Despite foreclosed possibilities and frustrating setbacks, African Americans have celebrated emancipation as a moment in which the United States moved towards realizing freedom and equality. This commemorative tradition has served to refute attempts to rewrite history. By the early twentieth century, Northern and Southern whites sought to facilitate sectional reunification by actively forgetting the role of slavery in the Civil War. Historical revisionism was carried out by scholars at the nation’s most esteemed universities as well as in popular discourse. African Americans, by contrast, maintained what historian David Blight terms an “emancipationist vision.” “Emancipation Day” became a means by which African Americans celebrated Black freedom, citizenship, and achievement. The creation of Juneteenth as a federal holiday in 2021 has finally brought this narrative to widespread public consciousness.

In the academic realm, the University of Chicago has emerged as a center of research on the history and archives of slavery, emancipation, and their legacies. Scholars across the humanities and social sciences, including Jane Dailey, Thomas Holt, Rashauna Johnson, Julie Saville, Amy Dru Stanley, and SJ Zhang, have examined critical aspects of the topic. The Hanna Holborn Gray Special Collections Research Center houses many relevant archival materials, including an editorial by Frederick Douglass on emancipation and a reprinting of the preliminary Emancipation Proclamation in his magazine; visual media depicting the signing of the Emancipation Proclamation; and a copy of the document signed by Lincoln and Seward that was sold at Philadelphia’s Great Central Fair of 1864 to raise money for the U.S. Sanitary Commission. The University is also sponsoring multiple public-facing initiatives. The Neubauer Collegium’s Practices of Emancipation project is compiling an online database and interactive map that will feature the records of Black Civil War soldiers and the freed women, children, and elderly who fled to Union refugee camps. The John Hope Franklin Lecture Series, organized by the Department of History, brings leading scholars of slavery and its afterlives to share their research on campus. Franklin, the series’ namesake, was an eminent scholar of African American history who published widely on the Emancipation Proclamation, including while he was chair of the University of Chicago History Department during the 1960s.

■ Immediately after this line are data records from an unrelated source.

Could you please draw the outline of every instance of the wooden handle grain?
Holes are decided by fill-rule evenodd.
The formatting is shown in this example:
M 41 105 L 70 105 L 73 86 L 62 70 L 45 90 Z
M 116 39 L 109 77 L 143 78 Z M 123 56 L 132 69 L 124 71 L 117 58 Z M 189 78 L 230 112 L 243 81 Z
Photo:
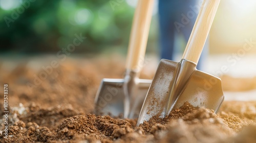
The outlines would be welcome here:
M 144 63 L 154 0 L 139 0 L 131 32 L 126 69 L 139 72 Z
M 197 64 L 210 31 L 220 0 L 204 1 L 182 58 Z

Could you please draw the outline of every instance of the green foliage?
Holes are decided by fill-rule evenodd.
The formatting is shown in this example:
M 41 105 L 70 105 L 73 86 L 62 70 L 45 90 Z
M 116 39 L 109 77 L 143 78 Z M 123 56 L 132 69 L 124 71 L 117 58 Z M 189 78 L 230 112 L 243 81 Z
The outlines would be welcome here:
M 87 39 L 76 52 L 117 46 L 126 52 L 135 9 L 125 1 L 111 0 L 121 2 L 114 8 L 111 1 L 23 1 L 8 10 L 0 5 L 1 51 L 56 52 L 82 33 Z M 155 34 L 150 35 L 155 39 Z

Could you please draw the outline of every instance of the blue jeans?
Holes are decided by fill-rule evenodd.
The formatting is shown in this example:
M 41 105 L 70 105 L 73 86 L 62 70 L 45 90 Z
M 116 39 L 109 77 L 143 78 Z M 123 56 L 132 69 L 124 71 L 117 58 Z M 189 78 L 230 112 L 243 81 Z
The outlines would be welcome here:
M 176 34 L 188 41 L 201 5 L 197 1 L 159 0 L 159 26 L 161 58 L 174 60 Z M 202 68 L 202 61 L 207 55 L 209 42 L 206 40 L 197 68 Z

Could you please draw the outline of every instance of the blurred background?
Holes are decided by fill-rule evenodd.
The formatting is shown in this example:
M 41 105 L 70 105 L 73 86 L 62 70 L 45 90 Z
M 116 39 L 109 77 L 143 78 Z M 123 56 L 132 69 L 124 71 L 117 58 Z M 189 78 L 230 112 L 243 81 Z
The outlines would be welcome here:
M 137 1 L 0 0 L 1 56 L 56 55 L 73 42 L 75 34 L 81 33 L 86 39 L 72 55 L 118 53 L 125 57 Z M 156 0 L 146 52 L 156 57 L 156 64 L 159 60 L 158 3 Z M 228 71 L 222 74 L 256 76 L 255 17 L 256 1 L 221 1 L 210 31 L 204 71 L 220 77 L 218 71 L 227 66 Z M 184 49 L 184 39 L 177 38 L 176 46 Z M 245 45 L 250 50 L 243 50 Z M 180 53 L 177 61 L 183 51 Z M 236 58 L 234 54 L 240 56 Z

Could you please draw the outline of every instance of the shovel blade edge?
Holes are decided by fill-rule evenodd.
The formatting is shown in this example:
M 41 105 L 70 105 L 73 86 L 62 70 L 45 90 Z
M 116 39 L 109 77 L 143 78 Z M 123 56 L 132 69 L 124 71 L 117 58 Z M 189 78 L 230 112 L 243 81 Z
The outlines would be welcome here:
M 194 106 L 212 109 L 217 113 L 224 101 L 220 79 L 196 70 L 184 87 L 174 106 L 177 108 L 188 102 Z
M 123 83 L 122 79 L 102 79 L 94 101 L 96 115 L 118 116 L 123 113 Z
M 165 59 L 160 61 L 141 108 L 137 126 L 157 115 L 163 117 L 186 102 L 195 107 L 204 107 L 218 111 L 224 100 L 221 80 L 196 68 L 181 87 L 173 108 L 167 108 L 169 107 L 168 104 L 172 89 L 177 89 L 173 88 L 173 86 L 179 76 L 176 70 L 180 64 Z
M 151 80 L 136 79 L 138 88 L 136 95 L 130 96 L 130 107 L 128 117 L 138 118 Z M 97 115 L 109 115 L 113 117 L 121 117 L 124 114 L 125 99 L 123 88 L 124 79 L 103 79 L 96 93 L 95 99 L 95 110 Z

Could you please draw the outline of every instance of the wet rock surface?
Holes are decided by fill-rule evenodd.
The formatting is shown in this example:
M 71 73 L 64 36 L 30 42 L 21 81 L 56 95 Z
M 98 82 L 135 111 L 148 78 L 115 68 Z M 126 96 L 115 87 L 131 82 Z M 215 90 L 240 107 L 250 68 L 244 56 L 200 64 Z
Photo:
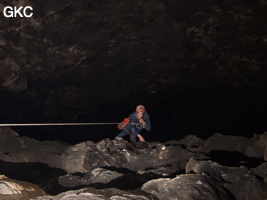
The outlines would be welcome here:
M 28 5 L 34 15 L 1 15 L 0 117 L 76 120 L 133 98 L 150 105 L 153 100 L 154 110 L 167 100 L 180 111 L 178 88 L 190 87 L 256 88 L 264 96 L 262 2 L 2 0 L 1 10 Z
M 1 128 L 0 140 L 2 143 L 7 140 L 9 145 L 1 146 L 0 173 L 40 187 L 46 194 L 38 195 L 39 200 L 264 200 L 267 198 L 264 154 L 253 157 L 246 152 L 248 149 L 251 152 L 258 143 L 264 149 L 265 135 L 245 138 L 214 134 L 207 140 L 188 135 L 166 143 L 129 143 L 107 138 L 97 143 L 68 145 L 32 142 L 10 128 Z M 239 145 L 233 147 L 233 140 Z M 10 148 L 18 141 L 31 142 Z M 213 146 L 215 141 L 218 145 Z M 31 156 L 27 156 L 26 144 L 32 145 Z M 18 152 L 20 157 L 13 156 Z

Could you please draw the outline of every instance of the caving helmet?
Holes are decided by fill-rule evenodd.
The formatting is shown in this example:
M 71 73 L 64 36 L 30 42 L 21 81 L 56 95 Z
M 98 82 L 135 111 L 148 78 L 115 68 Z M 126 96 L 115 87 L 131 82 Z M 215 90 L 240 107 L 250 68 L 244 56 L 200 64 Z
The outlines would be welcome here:
M 138 112 L 138 113 L 145 113 L 145 111 L 146 111 L 146 109 L 145 109 L 145 107 L 143 106 L 143 105 L 138 105 L 137 107 L 136 107 L 136 112 Z

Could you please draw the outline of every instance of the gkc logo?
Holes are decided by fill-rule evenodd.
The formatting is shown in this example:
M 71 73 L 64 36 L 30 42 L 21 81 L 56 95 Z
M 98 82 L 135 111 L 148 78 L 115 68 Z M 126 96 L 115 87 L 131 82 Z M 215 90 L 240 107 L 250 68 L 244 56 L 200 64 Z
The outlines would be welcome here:
M 11 7 L 6 6 L 3 10 L 5 17 L 31 17 L 33 15 L 33 8 L 31 6 L 26 7 Z

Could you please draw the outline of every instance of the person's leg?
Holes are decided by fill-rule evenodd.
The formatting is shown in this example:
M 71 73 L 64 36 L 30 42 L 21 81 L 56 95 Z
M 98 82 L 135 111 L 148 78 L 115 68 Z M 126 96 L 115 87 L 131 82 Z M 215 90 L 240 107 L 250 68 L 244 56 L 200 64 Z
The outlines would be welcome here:
M 138 128 L 136 128 L 135 126 L 133 126 L 132 128 L 131 128 L 131 137 L 130 137 L 130 139 L 131 139 L 131 141 L 135 141 L 136 139 L 136 136 L 140 133 L 140 131 L 141 130 L 139 130 Z
M 128 125 L 122 130 L 122 132 L 120 132 L 116 137 L 124 137 L 125 135 L 128 134 L 127 131 L 130 131 L 130 129 L 131 129 L 131 125 L 128 124 Z

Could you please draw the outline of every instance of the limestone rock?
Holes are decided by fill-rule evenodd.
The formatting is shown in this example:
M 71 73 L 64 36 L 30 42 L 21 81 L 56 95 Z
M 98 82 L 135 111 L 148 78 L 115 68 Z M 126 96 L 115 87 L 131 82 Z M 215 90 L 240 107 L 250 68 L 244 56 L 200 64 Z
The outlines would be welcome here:
M 219 181 L 206 174 L 179 175 L 145 183 L 142 190 L 160 200 L 229 200 L 233 199 Z
M 235 199 L 266 199 L 267 184 L 250 173 L 246 167 L 225 167 L 211 161 L 199 161 L 190 159 L 186 166 L 186 172 L 208 174 L 221 181 L 224 188 L 229 190 Z
M 80 190 L 72 190 L 61 193 L 57 196 L 37 197 L 35 200 L 156 200 L 152 195 L 146 193 L 135 194 L 118 190 L 116 188 L 108 188 L 96 190 L 94 188 L 85 188 Z
M 216 133 L 208 138 L 204 146 L 199 147 L 199 151 L 209 153 L 211 150 L 224 150 L 245 153 L 251 143 L 250 138 Z
M 249 157 L 264 158 L 267 161 L 267 132 L 254 135 L 252 144 L 248 146 L 246 155 Z
M 2 200 L 29 200 L 43 195 L 44 192 L 37 185 L 0 175 L 0 198 Z

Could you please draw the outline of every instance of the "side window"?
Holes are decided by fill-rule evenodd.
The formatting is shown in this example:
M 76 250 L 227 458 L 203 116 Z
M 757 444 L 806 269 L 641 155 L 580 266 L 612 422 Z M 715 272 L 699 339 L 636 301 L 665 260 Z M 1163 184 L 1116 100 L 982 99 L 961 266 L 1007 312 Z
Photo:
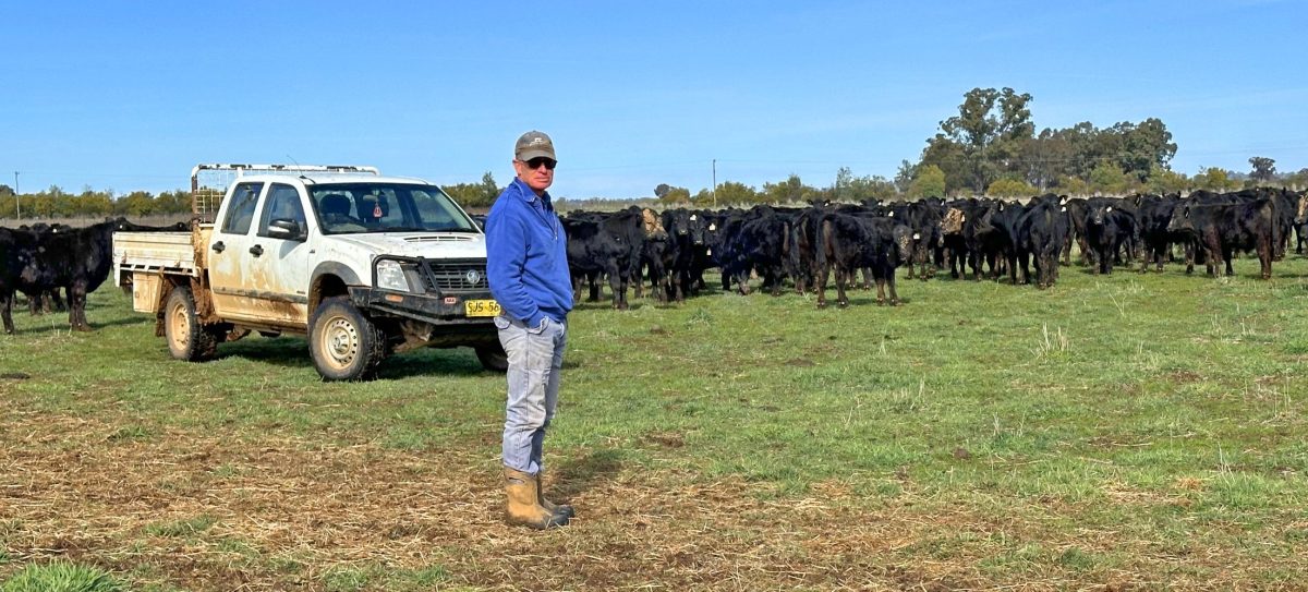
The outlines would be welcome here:
M 250 223 L 254 220 L 260 191 L 263 191 L 263 183 L 237 185 L 235 191 L 232 193 L 232 203 L 228 204 L 228 217 L 222 220 L 224 234 L 250 232 Z
M 422 228 L 429 231 L 449 231 L 459 227 L 455 221 L 458 216 L 445 199 L 439 199 L 425 191 L 413 191 L 413 206 L 422 219 Z
M 300 202 L 296 187 L 272 183 L 268 189 L 268 199 L 264 200 L 263 216 L 259 219 L 259 236 L 268 236 L 268 223 L 273 220 L 294 220 L 301 231 L 306 229 L 305 206 Z

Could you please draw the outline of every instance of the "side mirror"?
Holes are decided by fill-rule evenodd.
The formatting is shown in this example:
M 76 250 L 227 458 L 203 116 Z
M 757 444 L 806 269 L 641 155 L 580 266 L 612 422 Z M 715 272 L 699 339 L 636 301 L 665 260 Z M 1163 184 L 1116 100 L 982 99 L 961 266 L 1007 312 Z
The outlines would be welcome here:
M 276 219 L 268 223 L 268 237 L 284 241 L 303 241 L 307 233 L 300 228 L 300 223 L 290 219 Z

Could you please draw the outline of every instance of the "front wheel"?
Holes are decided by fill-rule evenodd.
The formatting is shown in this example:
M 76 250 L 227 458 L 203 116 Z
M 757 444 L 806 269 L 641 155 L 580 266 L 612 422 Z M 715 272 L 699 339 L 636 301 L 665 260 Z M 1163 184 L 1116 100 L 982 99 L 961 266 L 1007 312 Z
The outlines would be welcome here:
M 386 358 L 386 334 L 345 296 L 330 297 L 314 310 L 309 354 L 323 380 L 369 380 Z
M 200 324 L 190 286 L 169 292 L 164 304 L 164 338 L 169 354 L 178 360 L 201 361 L 217 355 L 218 339 Z
M 490 372 L 505 372 L 509 369 L 509 354 L 504 352 L 504 347 L 498 342 L 477 346 L 473 350 L 477 352 L 477 360 L 481 361 L 483 368 Z

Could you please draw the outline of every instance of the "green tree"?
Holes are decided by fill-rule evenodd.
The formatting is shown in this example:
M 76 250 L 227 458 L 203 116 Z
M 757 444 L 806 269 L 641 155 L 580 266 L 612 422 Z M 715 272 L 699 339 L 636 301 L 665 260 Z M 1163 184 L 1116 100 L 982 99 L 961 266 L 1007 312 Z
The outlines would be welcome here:
M 154 211 L 157 213 L 191 213 L 191 191 L 175 189 L 158 194 L 154 196 Z
M 1134 177 L 1127 174 L 1116 162 L 1100 162 L 1095 170 L 1090 172 L 1091 191 L 1105 195 L 1125 195 L 1131 187 Z
M 947 140 L 960 148 L 968 187 L 982 193 L 999 173 L 1022 168 L 1018 157 L 1035 135 L 1029 102 L 1031 94 L 1011 88 L 974 88 L 963 96 L 959 114 L 940 122 L 943 135 L 933 141 Z
M 1152 194 L 1179 194 L 1189 189 L 1190 179 L 1185 174 L 1160 165 L 1154 165 L 1144 179 L 1144 190 Z
M 154 213 L 154 196 L 146 191 L 132 191 L 122 198 L 114 204 L 114 211 L 118 215 L 127 217 L 141 217 Z
M 1270 183 L 1277 178 L 1277 161 L 1267 158 L 1266 156 L 1254 156 L 1249 158 L 1249 166 L 1253 170 L 1249 173 L 1249 179 L 1254 183 Z
M 1240 187 L 1240 182 L 1232 179 L 1231 172 L 1222 169 L 1219 166 L 1201 168 L 1199 174 L 1194 176 L 1194 189 L 1206 189 L 1209 191 L 1232 191 Z
M 1080 178 L 1067 176 L 1058 179 L 1058 190 L 1067 195 L 1090 195 L 1090 182 Z
M 1113 134 L 1121 136 L 1117 152 L 1117 164 L 1122 172 L 1143 181 L 1148 177 L 1154 166 L 1167 166 L 1176 156 L 1176 143 L 1172 141 L 1172 132 L 1162 119 L 1148 118 L 1138 124 L 1118 123 L 1113 126 Z
M 763 196 L 768 203 L 802 203 L 808 193 L 808 187 L 794 173 L 780 183 L 763 183 Z
M 748 206 L 760 202 L 759 193 L 753 187 L 735 181 L 718 183 L 717 195 L 719 206 Z
M 111 193 L 94 191 L 90 187 L 84 187 L 80 195 L 69 198 L 69 211 L 75 216 L 105 216 L 112 207 Z
M 937 165 L 918 166 L 906 194 L 909 198 L 916 199 L 943 198 L 946 195 L 944 172 Z
M 913 185 L 913 177 L 916 176 L 917 165 L 908 160 L 900 161 L 900 168 L 895 172 L 895 189 L 901 194 L 908 194 L 908 189 Z
M 661 203 L 666 204 L 691 203 L 691 190 L 685 187 L 674 187 L 667 183 L 659 183 L 658 187 L 654 187 L 654 196 L 658 198 Z
M 1287 174 L 1283 182 L 1286 183 L 1286 187 L 1301 191 L 1304 187 L 1308 187 L 1308 169 L 1299 169 L 1295 173 Z M 0 210 L 0 212 L 3 211 L 4 210 Z
M 494 176 L 489 170 L 481 174 L 481 203 L 492 206 L 500 196 L 500 186 L 494 182 Z
M 1031 183 L 1012 177 L 995 179 L 989 187 L 986 187 L 986 195 L 990 195 L 991 198 L 1024 198 L 1036 195 L 1037 193 L 1040 191 L 1037 191 Z
M 926 148 L 922 151 L 922 160 L 917 166 L 935 166 L 944 173 L 946 190 L 950 193 L 969 187 L 972 179 L 972 170 L 963 153 L 963 145 L 948 139 L 944 134 L 937 134 L 935 138 L 927 140 Z

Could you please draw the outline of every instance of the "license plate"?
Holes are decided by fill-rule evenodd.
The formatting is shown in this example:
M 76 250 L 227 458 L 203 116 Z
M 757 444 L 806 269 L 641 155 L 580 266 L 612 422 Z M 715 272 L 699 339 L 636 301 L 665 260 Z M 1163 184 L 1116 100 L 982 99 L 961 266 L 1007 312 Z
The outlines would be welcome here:
M 464 300 L 463 313 L 470 317 L 494 317 L 500 314 L 500 303 L 494 300 Z

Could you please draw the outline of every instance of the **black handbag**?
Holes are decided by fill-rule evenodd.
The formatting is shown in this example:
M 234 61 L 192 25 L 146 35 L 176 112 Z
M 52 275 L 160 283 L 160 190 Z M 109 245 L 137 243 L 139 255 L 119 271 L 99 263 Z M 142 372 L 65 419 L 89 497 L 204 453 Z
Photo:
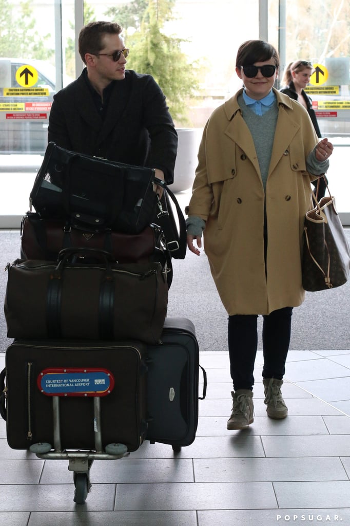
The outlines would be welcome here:
M 303 287 L 315 291 L 340 287 L 350 269 L 350 248 L 331 195 L 320 201 L 312 191 L 314 206 L 306 213 L 302 265 Z
M 30 195 L 41 217 L 128 234 L 153 222 L 155 170 L 71 151 L 50 143 Z

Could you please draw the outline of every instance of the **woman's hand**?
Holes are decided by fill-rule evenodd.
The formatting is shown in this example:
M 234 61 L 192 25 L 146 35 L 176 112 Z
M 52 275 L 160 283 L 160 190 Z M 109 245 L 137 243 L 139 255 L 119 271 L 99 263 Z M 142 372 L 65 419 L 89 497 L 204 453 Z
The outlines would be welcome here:
M 333 151 L 333 145 L 328 139 L 325 137 L 320 140 L 316 148 L 316 158 L 322 162 L 332 155 Z
M 193 241 L 195 239 L 195 242 L 199 248 L 202 248 L 202 237 L 201 236 L 191 236 L 190 234 L 187 235 L 187 246 L 191 252 L 197 256 L 200 255 L 200 252 L 198 248 L 193 245 Z

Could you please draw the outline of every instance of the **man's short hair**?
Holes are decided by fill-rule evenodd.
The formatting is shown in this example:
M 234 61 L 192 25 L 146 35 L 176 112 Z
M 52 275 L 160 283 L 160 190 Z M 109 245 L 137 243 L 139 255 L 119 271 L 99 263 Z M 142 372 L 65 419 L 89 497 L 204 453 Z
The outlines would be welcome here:
M 122 27 L 116 22 L 90 22 L 79 34 L 78 48 L 81 60 L 86 64 L 85 54 L 98 53 L 104 47 L 102 38 L 106 33 L 120 35 Z

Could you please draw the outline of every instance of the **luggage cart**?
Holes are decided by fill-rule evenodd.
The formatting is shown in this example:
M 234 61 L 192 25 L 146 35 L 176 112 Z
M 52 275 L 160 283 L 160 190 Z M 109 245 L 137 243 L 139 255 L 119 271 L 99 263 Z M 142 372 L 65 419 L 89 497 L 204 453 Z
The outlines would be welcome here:
M 66 387 L 61 392 L 57 392 L 54 394 L 49 388 L 46 387 L 45 379 L 50 375 L 55 377 L 59 375 L 60 381 L 65 375 L 69 375 L 72 371 L 77 372 L 77 369 L 46 369 L 43 371 L 38 378 L 38 387 L 43 395 L 52 397 L 53 413 L 54 421 L 54 444 L 48 442 L 37 442 L 32 444 L 29 450 L 34 453 L 40 459 L 44 460 L 54 459 L 68 460 L 68 470 L 73 472 L 73 481 L 75 487 L 74 501 L 77 504 L 84 504 L 88 494 L 90 492 L 91 484 L 90 482 L 90 469 L 94 460 L 116 460 L 121 459 L 128 452 L 127 447 L 125 444 L 108 444 L 104 450 L 102 447 L 102 436 L 101 425 L 101 398 L 110 393 L 114 387 L 114 379 L 111 373 L 102 369 L 83 369 L 81 372 L 88 375 L 89 373 L 100 376 L 108 380 L 107 385 L 104 385 L 103 390 L 98 387 L 95 391 L 87 392 L 84 389 L 77 390 L 76 388 L 70 390 L 69 387 Z M 66 383 L 69 386 L 67 381 Z M 63 450 L 61 447 L 59 404 L 61 397 L 89 397 L 94 401 L 94 431 L 95 437 L 95 450 L 94 451 L 72 451 Z

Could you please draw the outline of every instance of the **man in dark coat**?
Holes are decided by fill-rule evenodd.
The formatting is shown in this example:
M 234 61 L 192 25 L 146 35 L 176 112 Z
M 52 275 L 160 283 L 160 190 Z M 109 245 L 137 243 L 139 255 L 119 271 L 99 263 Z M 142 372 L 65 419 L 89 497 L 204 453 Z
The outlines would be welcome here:
M 79 153 L 156 169 L 171 184 L 178 138 L 166 98 L 149 75 L 126 69 L 129 49 L 116 23 L 92 22 L 79 36 L 86 64 L 54 97 L 48 140 Z

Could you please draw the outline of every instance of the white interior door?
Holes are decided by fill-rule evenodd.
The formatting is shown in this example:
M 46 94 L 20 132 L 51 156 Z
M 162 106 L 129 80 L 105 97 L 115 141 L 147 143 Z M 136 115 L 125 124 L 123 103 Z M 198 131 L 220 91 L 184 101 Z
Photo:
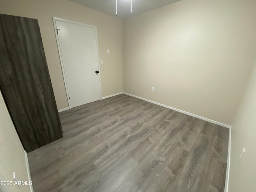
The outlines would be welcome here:
M 70 108 L 100 100 L 96 28 L 56 22 Z

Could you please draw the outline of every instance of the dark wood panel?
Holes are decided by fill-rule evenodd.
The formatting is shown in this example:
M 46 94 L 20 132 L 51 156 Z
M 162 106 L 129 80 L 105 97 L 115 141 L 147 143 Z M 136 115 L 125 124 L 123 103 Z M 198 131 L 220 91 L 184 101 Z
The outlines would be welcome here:
M 35 192 L 224 191 L 227 128 L 124 94 L 60 116 L 28 154 Z
M 38 21 L 0 14 L 0 86 L 27 152 L 62 137 Z

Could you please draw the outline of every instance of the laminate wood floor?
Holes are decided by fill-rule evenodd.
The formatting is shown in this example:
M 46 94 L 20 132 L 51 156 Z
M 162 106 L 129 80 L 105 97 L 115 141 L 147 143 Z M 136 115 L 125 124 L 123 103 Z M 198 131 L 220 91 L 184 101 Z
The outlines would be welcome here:
M 60 116 L 28 154 L 35 192 L 224 191 L 226 128 L 124 94 Z

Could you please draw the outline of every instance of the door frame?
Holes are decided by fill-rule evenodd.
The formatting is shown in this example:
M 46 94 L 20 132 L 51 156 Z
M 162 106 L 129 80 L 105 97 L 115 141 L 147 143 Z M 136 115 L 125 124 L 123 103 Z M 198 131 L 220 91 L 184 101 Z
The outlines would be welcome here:
M 67 81 L 66 78 L 66 76 L 65 75 L 65 70 L 64 69 L 64 65 L 63 65 L 63 61 L 62 60 L 62 56 L 61 55 L 61 52 L 60 51 L 60 42 L 59 41 L 59 38 L 58 37 L 58 35 L 57 32 L 57 26 L 56 25 L 56 21 L 61 21 L 64 22 L 66 22 L 68 23 L 71 23 L 74 24 L 76 24 L 79 25 L 82 25 L 88 27 L 90 27 L 91 28 L 93 28 L 95 30 L 95 35 L 96 36 L 96 46 L 97 47 L 97 58 L 98 59 L 98 66 L 99 69 L 99 71 L 100 71 L 100 58 L 99 58 L 99 50 L 98 44 L 98 34 L 97 33 L 97 27 L 95 26 L 93 26 L 92 25 L 87 25 L 82 23 L 80 23 L 79 22 L 76 22 L 76 21 L 71 21 L 70 20 L 68 20 L 67 19 L 62 19 L 61 18 L 58 18 L 56 17 L 52 17 L 52 21 L 53 22 L 53 25 L 54 29 L 54 32 L 55 33 L 55 37 L 56 38 L 56 41 L 57 42 L 57 45 L 58 46 L 58 50 L 59 52 L 59 56 L 60 57 L 60 65 L 61 65 L 61 69 L 62 72 L 62 75 L 63 76 L 63 80 L 64 80 L 64 84 L 65 84 L 65 88 L 66 89 L 66 94 L 67 99 L 68 100 L 68 108 L 69 109 L 71 109 L 71 105 L 70 104 L 70 100 L 68 98 L 68 86 L 67 84 Z M 99 78 L 100 78 L 100 99 L 102 99 L 102 93 L 101 91 L 101 80 L 100 79 L 100 73 L 99 75 Z

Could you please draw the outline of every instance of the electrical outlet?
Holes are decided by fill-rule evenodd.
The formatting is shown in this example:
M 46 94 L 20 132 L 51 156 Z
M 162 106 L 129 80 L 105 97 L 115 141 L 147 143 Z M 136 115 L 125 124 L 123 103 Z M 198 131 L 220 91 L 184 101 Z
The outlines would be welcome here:
M 239 156 L 239 160 L 240 161 L 241 159 L 242 159 L 242 158 L 243 157 L 243 156 L 244 155 L 244 153 L 245 152 L 245 148 L 243 148 L 243 151 L 242 151 L 241 153 L 241 154 L 240 154 L 240 156 Z

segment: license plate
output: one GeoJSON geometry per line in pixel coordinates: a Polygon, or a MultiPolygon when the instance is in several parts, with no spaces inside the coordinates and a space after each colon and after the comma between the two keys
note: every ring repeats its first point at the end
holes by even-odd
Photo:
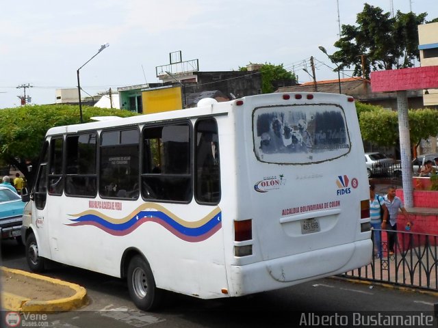
{"type": "Polygon", "coordinates": [[[301,221],[301,234],[311,234],[320,231],[320,222],[318,219],[306,219],[301,221]]]}

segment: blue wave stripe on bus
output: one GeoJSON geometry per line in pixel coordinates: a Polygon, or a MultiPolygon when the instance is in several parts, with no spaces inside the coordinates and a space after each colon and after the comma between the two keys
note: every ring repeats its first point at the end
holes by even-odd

The Emancipation Proclamation was neither the beginning nor the end of emancipation, but it did initiate a new phase in the struggle for racial equality in the United States. The publication of this document in 1863 provided formerly enslaved people, their descendants, and their allies with a foundation upon which to demand that freedom and equality be extended to all African Americans. The Proclamation played a crucial role in the process of abolition while also launching another process that continues today: the process of putting the emancipatory potential of racial justice into practice.